Remembering Anita Brookner, “Mistress of Gloom”
“Dr. Weiss, at forty,” Anita Brookner wrote, “knew that her life had been ruined by literature.”
The point she was aiming to make, through that first line of her first novel — published as “A Start in Life” in England and “The Debut” in America — was one she would return to frequently in her early works: in the words of an interviewer speaking to her for an article in the Paris Review, “we are deceived by literature into believing that virtue is rewarded.”
The paradox, of course, was that for Brookner — who published “A Start in Life” at 53 — subsequent decades of literary endeavors would come to enrich, rather than ruin, her own life.
Those decades came to a close last Thursday March 10, when Brookner passed away at the age of 87.
The author and art historian, described by that same interviewer, Shusha Guppy, in 1987 as “petite, slim, and casually but most elegantly dressed,” was born to a Jewish family of Polish immigrants in London in 1928. Asked by the Paris Review about her Jewish background, she professed her sadness at having never learned Hebrew – “I regret it, because I would like to be able to join in fully” – and displayed a wistful longing for faith: “not that I am a believer, but I would like to be.”
After completing an undergraduate degree in French, history and art history at King’s College London, Brookner pursued graduate studies at the Courtauld Institute of Art, where she would later teach.
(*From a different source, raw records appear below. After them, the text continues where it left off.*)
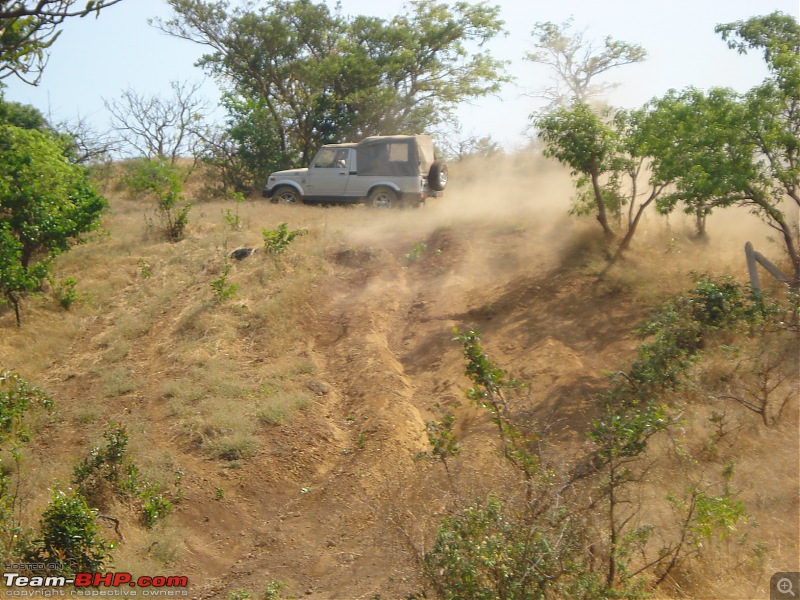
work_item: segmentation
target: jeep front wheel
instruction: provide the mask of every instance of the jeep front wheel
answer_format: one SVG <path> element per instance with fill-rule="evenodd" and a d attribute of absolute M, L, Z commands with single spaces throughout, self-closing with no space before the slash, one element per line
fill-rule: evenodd
<path fill-rule="evenodd" d="M 289 187 L 288 185 L 284 185 L 279 187 L 275 192 L 272 194 L 272 203 L 273 204 L 302 204 L 303 199 L 300 197 L 300 194 L 297 192 L 296 189 L 293 187 Z"/>
<path fill-rule="evenodd" d="M 369 193 L 367 204 L 373 208 L 395 208 L 399 206 L 400 199 L 397 192 L 389 188 L 376 188 Z"/>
Her academic career also took her Reading University and to Cambridge, where she was the first woman to occupy the Slade chair of fine art. She focused on nineteenth-century French artists, particularly Jean-Baptiste Greuze, attracted by the “loss of a certain innocence” that resulted from the spectacular failure of the French Revolution.
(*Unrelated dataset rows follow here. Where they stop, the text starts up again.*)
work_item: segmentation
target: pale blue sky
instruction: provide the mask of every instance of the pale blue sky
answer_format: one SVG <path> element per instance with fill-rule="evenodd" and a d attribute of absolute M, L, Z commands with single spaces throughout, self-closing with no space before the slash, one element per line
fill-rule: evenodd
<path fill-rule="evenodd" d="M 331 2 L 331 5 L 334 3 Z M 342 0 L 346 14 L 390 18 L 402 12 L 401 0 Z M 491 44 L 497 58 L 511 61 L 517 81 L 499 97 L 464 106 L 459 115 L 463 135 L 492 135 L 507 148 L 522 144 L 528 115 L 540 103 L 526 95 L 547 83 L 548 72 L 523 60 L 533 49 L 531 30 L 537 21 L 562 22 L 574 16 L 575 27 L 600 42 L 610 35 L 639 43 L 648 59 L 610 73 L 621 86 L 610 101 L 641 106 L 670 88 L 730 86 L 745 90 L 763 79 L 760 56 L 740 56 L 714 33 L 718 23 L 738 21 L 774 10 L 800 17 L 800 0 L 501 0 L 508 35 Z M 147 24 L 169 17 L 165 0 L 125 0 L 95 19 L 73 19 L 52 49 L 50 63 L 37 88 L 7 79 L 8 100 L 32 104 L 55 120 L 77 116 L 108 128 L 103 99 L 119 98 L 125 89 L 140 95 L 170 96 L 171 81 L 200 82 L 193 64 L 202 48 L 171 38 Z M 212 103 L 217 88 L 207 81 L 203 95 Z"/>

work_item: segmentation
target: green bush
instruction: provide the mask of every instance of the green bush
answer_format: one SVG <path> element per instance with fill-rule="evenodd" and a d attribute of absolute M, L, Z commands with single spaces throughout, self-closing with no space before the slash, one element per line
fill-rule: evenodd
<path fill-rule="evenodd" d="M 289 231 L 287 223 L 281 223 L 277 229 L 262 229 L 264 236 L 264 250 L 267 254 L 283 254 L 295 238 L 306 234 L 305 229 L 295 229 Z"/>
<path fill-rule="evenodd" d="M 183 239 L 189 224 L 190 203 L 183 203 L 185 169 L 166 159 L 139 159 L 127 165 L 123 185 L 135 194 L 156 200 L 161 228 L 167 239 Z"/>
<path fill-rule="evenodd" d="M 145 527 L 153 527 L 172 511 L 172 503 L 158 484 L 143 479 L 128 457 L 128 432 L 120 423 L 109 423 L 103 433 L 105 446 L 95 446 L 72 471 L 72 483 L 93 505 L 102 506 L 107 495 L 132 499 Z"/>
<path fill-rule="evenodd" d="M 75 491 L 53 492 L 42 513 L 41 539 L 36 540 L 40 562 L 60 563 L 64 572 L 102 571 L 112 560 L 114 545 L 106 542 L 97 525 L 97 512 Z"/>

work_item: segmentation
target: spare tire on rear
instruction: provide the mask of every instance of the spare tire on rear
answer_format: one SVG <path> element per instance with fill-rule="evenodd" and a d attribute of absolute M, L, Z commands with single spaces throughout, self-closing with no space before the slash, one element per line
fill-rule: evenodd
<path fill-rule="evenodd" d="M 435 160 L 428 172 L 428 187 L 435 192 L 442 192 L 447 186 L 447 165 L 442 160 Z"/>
That penchant for the dark and desperate was reflected in her second career as a novelist, during which she was frequently labeled “the mistress of gloom.” Her novels focused almost entirely on the lives of women, with some wretchedness; Michael McNay, writing her obituary in the Guardian, commented that “her novels tend to describe a gray milieu of enervated, stranded and tentatively hopeless women.”
She started to write, she told the Paris Review, when she felt her life “drifting in predictable channels…I wanted to know how I deserved such a fate.” Having published several books on art history, novels intrigued her. “I wondered how it was done,” she said, “and the only way to find out seemed to be to try and do it.”
Brookner’s fourth novel, “Hotel du Lac,” won the 1984 Man Booker prize in an upset over J.G. Ballard, whose “Empire of the Sun” had been the strong favorite. She continued to write a book a year for much of the rest of her life. Her last, the novella “At the Hairdressers” was released as an ebook in 2011.
While her characters, like the disillusioned Dr. Weiss, faced grim realities and grim prospects, as a writer Brookner found her own reality made somewhat brighter.
“Writing has freed me from the despair of living,” she told the Paris Review. “I feel well when I am writing; I even put on a little weight!”